Symptoms of Lynch syndrome

"Symptoms may vary from person to person. Most common symptoms of lynch syndrome that relates to colorectal cancer are bloody stool, constipation, abdominal pain or cramps, diarrhoea, fatigue, unexplained weight loss, bloating and Nausea or vomiting. On noticing these symptoms, you should consult a doctor immediately. Delay in treatment can result in worsening medical conditions turning fatal," says Dr Gupta.

Treatment

While there is no cure for Lynch syndrome itself, the most widely used treatments are followed to treat cancer occurred due to Lynch syndrome:

Chemotherapy: This uses medication to kill fast-growing cancer cells and prevent them from multiplying. Rather than targeting a specific area, these drugs travel through the bloodstream and destroy cancer cells throughout the body.

Radiation Therapy: This uses high-powered radiation (such as x-rays or gamma rays), particles, or radioactive seeds to damage or destroy cancer cells in a specific area.

Surgery: This involves physical removal of a cancerous tumour. The size of the surgery depends on the stage and location of the cancer. However, Lynch syndrome patients with colon or endometrial cancer may be needed to have their entire colon or uterus removed due to the increased likelihood of recurrence.

Testing for Lynch syndrome

Genetic testing can identify mutations linked to Lynch syndrome. This test can enable people to learn about their chances and take necessary actions to minimize it.

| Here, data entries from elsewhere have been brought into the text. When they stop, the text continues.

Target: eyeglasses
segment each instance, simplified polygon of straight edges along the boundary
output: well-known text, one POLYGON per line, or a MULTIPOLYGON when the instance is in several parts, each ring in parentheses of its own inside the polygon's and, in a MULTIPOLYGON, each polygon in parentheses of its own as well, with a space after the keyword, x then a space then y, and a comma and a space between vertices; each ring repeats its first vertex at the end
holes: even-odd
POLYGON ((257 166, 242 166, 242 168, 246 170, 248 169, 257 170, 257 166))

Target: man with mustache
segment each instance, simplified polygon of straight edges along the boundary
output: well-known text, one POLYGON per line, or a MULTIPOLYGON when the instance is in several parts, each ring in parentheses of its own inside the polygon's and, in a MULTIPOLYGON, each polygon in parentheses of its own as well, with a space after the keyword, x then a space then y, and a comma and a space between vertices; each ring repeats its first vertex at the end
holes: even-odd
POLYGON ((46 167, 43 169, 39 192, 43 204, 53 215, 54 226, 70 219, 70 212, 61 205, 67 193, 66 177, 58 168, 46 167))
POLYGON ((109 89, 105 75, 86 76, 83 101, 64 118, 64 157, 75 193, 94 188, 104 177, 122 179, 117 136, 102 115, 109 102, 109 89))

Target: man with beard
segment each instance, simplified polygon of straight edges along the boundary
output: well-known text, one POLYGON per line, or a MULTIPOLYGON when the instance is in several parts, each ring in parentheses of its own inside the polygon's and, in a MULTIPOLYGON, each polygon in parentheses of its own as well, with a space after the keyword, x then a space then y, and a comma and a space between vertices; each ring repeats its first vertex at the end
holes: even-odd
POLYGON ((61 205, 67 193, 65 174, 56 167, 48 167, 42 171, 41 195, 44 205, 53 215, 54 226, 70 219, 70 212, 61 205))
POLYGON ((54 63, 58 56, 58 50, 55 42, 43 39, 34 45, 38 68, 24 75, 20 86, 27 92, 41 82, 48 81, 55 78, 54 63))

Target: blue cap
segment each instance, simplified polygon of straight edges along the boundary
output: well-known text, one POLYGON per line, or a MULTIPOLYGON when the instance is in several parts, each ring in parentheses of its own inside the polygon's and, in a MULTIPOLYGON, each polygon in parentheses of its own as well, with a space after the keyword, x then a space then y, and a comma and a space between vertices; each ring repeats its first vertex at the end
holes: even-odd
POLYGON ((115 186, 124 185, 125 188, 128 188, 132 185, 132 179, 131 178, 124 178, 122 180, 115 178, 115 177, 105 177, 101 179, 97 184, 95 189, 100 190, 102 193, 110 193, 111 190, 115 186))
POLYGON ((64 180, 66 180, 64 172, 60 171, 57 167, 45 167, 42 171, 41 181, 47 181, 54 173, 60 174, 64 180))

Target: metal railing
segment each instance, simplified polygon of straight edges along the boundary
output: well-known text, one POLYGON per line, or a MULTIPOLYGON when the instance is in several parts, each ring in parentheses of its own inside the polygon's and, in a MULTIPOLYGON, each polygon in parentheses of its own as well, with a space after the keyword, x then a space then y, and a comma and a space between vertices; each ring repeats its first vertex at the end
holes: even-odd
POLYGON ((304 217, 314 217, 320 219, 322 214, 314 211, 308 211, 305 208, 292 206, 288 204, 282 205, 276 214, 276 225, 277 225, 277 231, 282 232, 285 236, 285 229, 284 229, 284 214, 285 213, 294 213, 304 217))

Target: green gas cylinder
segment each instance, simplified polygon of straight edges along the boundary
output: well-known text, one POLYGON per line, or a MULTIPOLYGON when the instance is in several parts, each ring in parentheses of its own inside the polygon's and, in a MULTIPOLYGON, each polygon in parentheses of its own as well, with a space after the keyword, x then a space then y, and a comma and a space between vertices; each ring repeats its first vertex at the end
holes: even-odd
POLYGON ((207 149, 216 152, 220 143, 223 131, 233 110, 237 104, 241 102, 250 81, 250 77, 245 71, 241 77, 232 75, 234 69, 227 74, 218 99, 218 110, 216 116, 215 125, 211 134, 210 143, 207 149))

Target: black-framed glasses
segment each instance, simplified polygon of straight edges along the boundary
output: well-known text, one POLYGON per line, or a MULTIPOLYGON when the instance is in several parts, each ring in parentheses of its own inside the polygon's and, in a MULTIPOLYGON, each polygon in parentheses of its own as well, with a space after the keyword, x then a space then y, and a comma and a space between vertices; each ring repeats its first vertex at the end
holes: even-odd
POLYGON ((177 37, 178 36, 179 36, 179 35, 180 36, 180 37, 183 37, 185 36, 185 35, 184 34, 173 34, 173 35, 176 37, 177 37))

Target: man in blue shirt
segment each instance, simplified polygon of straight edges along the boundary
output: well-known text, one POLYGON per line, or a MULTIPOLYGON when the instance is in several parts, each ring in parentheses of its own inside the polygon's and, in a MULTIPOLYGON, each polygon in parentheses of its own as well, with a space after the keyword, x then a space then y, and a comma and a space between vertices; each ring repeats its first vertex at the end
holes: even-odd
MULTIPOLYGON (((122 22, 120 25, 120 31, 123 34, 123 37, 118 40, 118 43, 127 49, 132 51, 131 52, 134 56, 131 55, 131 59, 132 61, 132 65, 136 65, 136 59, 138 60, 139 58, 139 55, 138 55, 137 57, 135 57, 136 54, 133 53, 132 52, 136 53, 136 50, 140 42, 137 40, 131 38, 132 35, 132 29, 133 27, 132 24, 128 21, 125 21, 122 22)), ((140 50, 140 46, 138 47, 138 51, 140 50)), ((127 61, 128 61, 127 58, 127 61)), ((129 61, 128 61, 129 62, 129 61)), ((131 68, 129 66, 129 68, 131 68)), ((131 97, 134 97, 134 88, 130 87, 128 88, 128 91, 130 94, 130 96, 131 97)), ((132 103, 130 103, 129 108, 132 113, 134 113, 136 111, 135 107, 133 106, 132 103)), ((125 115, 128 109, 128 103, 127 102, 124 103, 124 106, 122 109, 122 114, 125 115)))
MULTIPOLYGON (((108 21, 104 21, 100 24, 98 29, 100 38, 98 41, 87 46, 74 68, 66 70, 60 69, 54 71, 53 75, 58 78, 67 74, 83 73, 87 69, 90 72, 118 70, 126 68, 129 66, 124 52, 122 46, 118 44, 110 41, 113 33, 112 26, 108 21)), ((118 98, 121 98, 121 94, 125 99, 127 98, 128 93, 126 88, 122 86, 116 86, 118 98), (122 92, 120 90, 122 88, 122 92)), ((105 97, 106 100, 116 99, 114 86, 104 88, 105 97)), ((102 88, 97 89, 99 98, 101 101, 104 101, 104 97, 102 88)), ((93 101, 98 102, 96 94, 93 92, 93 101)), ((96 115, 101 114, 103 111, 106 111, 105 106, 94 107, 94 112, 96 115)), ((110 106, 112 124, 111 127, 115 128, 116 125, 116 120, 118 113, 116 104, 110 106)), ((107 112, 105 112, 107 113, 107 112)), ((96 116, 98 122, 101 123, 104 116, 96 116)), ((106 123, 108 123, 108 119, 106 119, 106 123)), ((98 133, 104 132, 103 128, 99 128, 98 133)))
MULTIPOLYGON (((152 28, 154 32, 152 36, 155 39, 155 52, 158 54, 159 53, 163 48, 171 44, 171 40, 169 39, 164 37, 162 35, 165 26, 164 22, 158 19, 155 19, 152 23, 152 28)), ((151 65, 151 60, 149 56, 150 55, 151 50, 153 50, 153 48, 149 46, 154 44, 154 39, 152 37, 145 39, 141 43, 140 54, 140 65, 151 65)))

"People with this disorder may be advised to start undergoing regular colonoscopies at an earlier age so that any pre-cancerous growths (polyps) can be eliminated before they develop into full-blown cancer cases. Screening tests for women with Lynch syndrome should include surveillance for conditions such as endometrial cancer. Maintaining weight regulation, engaging in physical fitness regularly, and abstaining from smoking and alcohol are also recommended to manage the risk of cancer associated with Lynch syndrome. The screening test includes a transvaginal ultrasound (TVS), to diagnose increased endometrial thickening and in case of suspicion early hysteroscopy and curettage of endometrium help in improved survival of patients," says Dr Tanveer.